LeoLM/leo-mistral-hessianai-7b-chat Overview
LeoLM/leo-mistral-hessianai-7b-chat is a 7 billion parameter German chat model developed by LAION and HessianAI. It is built on the Mistral architecture and represents an open, commercially available German Foundation Language Model. The model extends Mistral's capabilities into German through continued pretraining on a large corpus of German-language and locality-specific text, utilizing a compute grant at HessianAI's supercomputer 42.
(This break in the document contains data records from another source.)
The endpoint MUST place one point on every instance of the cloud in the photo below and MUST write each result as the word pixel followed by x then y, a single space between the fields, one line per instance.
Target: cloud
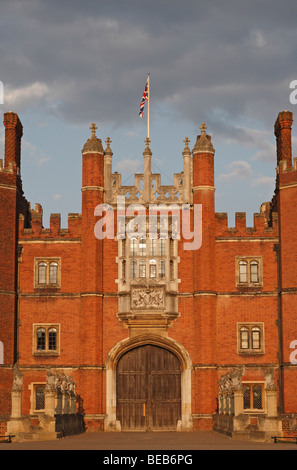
pixel 35 156
pixel 128 166
pixel 91 58
pixel 238 170
pixel 25 96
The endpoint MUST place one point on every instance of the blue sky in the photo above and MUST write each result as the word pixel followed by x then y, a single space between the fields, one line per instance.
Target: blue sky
pixel 67 64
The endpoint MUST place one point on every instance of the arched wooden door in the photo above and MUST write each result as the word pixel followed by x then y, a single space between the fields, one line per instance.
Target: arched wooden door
pixel 148 389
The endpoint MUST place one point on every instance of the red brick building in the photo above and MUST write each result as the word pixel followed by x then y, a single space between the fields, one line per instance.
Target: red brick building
pixel 140 331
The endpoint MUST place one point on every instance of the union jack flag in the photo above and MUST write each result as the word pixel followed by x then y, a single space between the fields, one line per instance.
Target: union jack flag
pixel 144 99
Key Capabilities & Performance
This model is fine-tuned on a selection of German instruction datasets, demonstrating strong performance in German-language tasks. According to MT-Bench-DE scores, it particularly excels in:
- Writing: 6.8
- Roleplay: 6.35
- Humanities: 8.25
However, it shows limitations in mathematical and advanced reasoning tasks, with scores of 2.75 for math and 3.3 for reasoning. The model supports both English and German languages and is released under the Apache 2.0 license.
Training Details
The model was fine-tuned over 4 epochs with a global batch size of 256 and a learning rate of 1e-5. The training datasets include subsets of OpenAssistant/OASST-DE, FreedomIntelligence/evol-instruct-deutsch, FreedomIntelligence/alpaca-gpt4-deutsch, LeoLM/OpenSchnabeltier, LeoLM/German_Poems, and LeoLM/German_Songs, totaling over 132,000 samples and 67 million tokens.